But American firms, needing to change or perish, forged ahead, winning over employees who liked the challenge of incentive pay and, through trial and error, developing pay plans that worked. By the mid-1990s, half of all major American corporations used such incentives. “It’s no longer credible to say you can’t measure something or that the only thing you can measure is a simple output,” says Johnson. Merit pay played a crucial role, most observers believe, in generating the zooming productivity gains and superior product quality that American firms began recording in the late 1980s and that have been central to the nation’s economic prosperity ever since.

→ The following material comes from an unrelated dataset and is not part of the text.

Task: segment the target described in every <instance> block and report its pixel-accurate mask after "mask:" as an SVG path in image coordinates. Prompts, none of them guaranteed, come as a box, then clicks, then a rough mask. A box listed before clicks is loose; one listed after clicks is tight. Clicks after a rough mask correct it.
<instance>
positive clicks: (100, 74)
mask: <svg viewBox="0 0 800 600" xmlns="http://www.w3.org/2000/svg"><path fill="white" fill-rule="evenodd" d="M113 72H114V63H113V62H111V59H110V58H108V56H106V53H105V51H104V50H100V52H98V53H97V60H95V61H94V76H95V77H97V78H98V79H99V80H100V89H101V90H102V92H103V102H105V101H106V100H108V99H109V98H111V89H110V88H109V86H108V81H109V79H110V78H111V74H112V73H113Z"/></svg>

The public education monopoly has long resisted merit pay with the same ferocity with which private-sector workers at first greeted it. Opponents have constantly invoked previous attempts that failed—though their only examples have been two experiments that are over 100 years old, and another from the 1960s, before modern notions of performance pay emerged. The conventional wisdom among educators had long been that any attempt to pin down exactly what makes for good teaching, let alone measure and reward it fairly, was doomed to fail. “There was a general feeling that you were either gifted as a teacher or you weren’t, and that good teaching wasn’t something you could define,” says Charlotte Danielson, an expert on teaching at the Educational Testing Service in New Jersey. As a last-ditch defense, some educators even argued that factors outside school, especially a student’s socioeconomic and family situation, had a much greater impact on student performance than teachers did, so that using merit pay based on student performance to promote good teaching, even if it could be defined, wasn’t fair. The unasked question was why teachers should ever receive salary hikes if what they do doesn’t matter.

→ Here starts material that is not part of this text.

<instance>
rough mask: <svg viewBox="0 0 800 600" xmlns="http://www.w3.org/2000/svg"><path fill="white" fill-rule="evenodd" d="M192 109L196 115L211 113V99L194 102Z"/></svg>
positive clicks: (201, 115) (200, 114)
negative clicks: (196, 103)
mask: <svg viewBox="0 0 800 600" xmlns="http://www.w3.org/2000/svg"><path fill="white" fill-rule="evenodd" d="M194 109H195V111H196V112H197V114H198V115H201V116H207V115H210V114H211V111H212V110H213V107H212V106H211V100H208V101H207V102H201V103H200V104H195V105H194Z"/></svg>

Over the last decade, these views have utterly collapsed, undermining the intellectual case—weak as it was—against merit pay. A key figure has been University of Tennessee statistician William Sanders, who discovered how to measure a teacher’s effect on student performance. Rather than try to filter out the myriad sociological influences on pupils, a nearly impossible task, Sanders used complex statistical methods to chart the progress of students against themselves over the course of a school year and measure how much “value” different teachers added. Now called the Tennessee Value-Added Assessment System, Sanders’s approach proved what every parent already knew: not only did teachers matter, but some were lots better than others. Other education experts, including Danielson, author of several popular books on pedagogy, developed widely accepted criteria to judge good teaching, which put paid to the absurd notion that it was too elusive to define.